2398 Broadway, at 88th St.; 212-874-7400
Ed Witt has done rustic Mediterranean (Il Buco) and highfalutin wine bar (Varietal). Now, in the revamped former Aix space, he turns his attention to American small plates. In a daring effort to demonstrate that dining out on the Upper West Side can be fun, Witt’s menu is rife with all sorts of playful, crowd-pleasing things like chicken potpie, smoked deviled eggs, Coca-Cola country ham, fish tacos, and three kinds of fries. There are twenty or so wines by the glass to wash it all down, daily tasting menus, and a chef’s table for private parties. If none of that lifts your spirits or reconnects you with your inner child, there’s a peanut-butter-and-jelly tart with marshmallow ice cream for dessert.

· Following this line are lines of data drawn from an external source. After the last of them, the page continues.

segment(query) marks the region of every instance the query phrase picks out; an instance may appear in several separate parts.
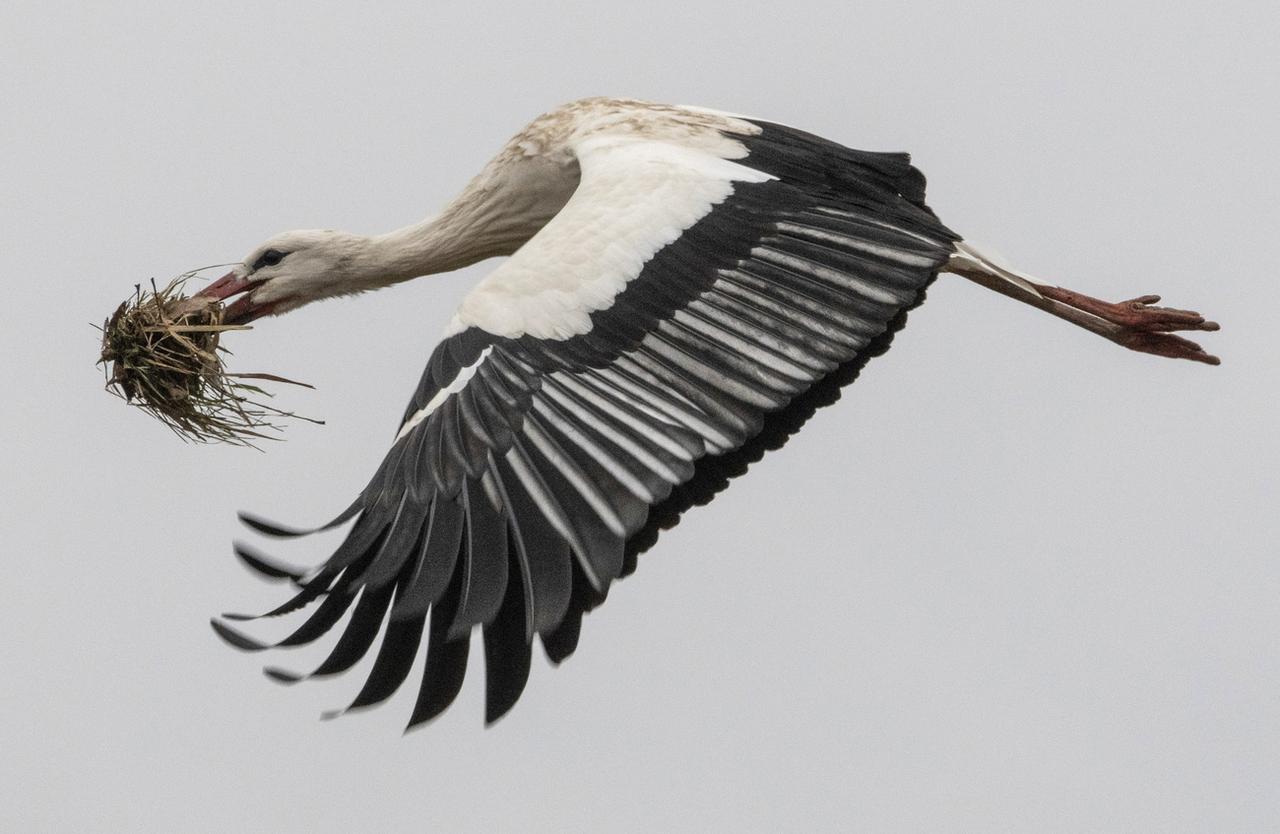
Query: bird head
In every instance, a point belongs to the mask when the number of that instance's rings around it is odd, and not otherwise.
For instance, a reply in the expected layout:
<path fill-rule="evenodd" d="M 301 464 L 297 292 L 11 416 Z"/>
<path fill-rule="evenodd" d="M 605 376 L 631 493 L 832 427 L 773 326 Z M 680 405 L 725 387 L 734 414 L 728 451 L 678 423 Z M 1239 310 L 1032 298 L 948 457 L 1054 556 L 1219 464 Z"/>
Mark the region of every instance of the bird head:
<path fill-rule="evenodd" d="M 360 280 L 366 238 L 332 229 L 278 234 L 250 252 L 243 262 L 197 295 L 232 302 L 225 324 L 279 316 L 321 298 L 349 295 Z"/>

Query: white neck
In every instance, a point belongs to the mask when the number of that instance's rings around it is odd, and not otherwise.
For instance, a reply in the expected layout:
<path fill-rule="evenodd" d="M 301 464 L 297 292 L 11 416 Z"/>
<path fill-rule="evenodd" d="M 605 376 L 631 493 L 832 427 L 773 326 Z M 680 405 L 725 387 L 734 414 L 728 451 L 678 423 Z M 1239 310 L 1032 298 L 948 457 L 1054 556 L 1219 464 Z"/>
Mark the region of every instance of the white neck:
<path fill-rule="evenodd" d="M 511 255 L 561 210 L 576 185 L 576 166 L 490 165 L 439 215 L 365 238 L 353 279 L 385 287 Z"/>

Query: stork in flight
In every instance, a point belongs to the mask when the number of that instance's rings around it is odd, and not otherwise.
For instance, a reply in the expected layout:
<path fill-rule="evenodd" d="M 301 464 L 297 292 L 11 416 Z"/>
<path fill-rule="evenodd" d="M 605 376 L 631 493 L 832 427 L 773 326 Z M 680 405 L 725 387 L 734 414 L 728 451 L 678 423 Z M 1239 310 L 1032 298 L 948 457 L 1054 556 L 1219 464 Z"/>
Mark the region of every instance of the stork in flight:
<path fill-rule="evenodd" d="M 241 294 L 227 320 L 247 322 L 494 256 L 509 257 L 453 315 L 372 480 L 320 528 L 355 521 L 333 555 L 301 572 L 237 545 L 297 586 L 261 617 L 319 602 L 278 646 L 351 611 L 319 668 L 268 668 L 276 681 L 349 669 L 385 620 L 348 709 L 369 706 L 425 638 L 410 727 L 457 696 L 476 626 L 485 719 L 509 710 L 534 637 L 552 663 L 572 654 L 584 613 L 657 531 L 838 397 L 938 272 L 1134 350 L 1217 363 L 1174 333 L 1217 329 L 1198 313 L 1102 302 L 983 255 L 928 208 L 905 153 L 614 98 L 538 118 L 434 217 L 376 237 L 287 232 L 202 294 Z"/>

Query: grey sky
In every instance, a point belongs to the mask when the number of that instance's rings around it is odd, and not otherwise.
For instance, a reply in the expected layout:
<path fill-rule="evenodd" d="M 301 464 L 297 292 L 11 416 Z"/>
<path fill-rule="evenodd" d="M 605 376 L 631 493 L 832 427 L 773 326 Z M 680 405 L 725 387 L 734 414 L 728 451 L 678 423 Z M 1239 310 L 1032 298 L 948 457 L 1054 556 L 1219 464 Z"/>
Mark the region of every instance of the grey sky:
<path fill-rule="evenodd" d="M 1272 828 L 1276 15 L 10 0 L 0 829 Z M 328 420 L 265 454 L 184 446 L 104 394 L 88 322 L 283 229 L 416 220 L 598 93 L 910 150 L 948 225 L 1055 283 L 1210 313 L 1224 365 L 943 276 L 837 405 L 641 558 L 575 657 L 535 655 L 498 725 L 475 668 L 407 738 L 403 692 L 320 723 L 367 660 L 282 688 L 206 626 L 283 594 L 233 560 L 234 510 L 344 507 L 489 266 L 236 338 Z"/>

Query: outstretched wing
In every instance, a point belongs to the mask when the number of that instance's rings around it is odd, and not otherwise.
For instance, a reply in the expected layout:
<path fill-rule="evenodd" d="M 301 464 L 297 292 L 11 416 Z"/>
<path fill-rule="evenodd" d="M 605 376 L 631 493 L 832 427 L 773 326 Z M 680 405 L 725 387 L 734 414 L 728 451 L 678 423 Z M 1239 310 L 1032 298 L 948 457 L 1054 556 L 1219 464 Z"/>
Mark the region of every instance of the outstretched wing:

139 W. 10th St., nr. Greenwich Ave.; 212-206-9229
De Santos is the fourth location of a proliferating chainlet and the joint venture, in part, of a Cuban-Colombian drummer, his Mexican-Italian brother-in-law, and two Italian veterans of Savanna’s in Southampton. The restaurant group originated in Mexico, as did Alex González’s Latin rock band, Maná. But that provenance isn’t reflected in De Santos’ modern Italian menu, which resembles Savanna’s and includes dishes like roasted Long Island duck, almond-crusted lamb chops, and cavatelli with mussels and cannellini beans (pictured; entrées $20 to $27). Occupying the basement and ground floors of the Greenwich Village brownstone that previously housed Caffé Torino, De Santos is equipped with a patio, an international wine list, and the all-important sound system—because according to partner Luis Miguel Amutio, “Food tastes better with music.”
AND … The third branch of Ninth Street Espresso has opened, somewhat confusingly, on Tenth Street, with a 25-foot standing ledge that wraps around the room, and a handful of stools that will disappear during the weekly public cuppings that owner Ken Nye plans to launch in October. Balthazar pastries are on offer alongside the main attraction—a roster of espresso drinks, plus French-press pots of coffee made with single-origin beans from Portland’s Stumptown Coffee Roasters (341 E. 10th St., nr. Ave. B; 212-777-3508).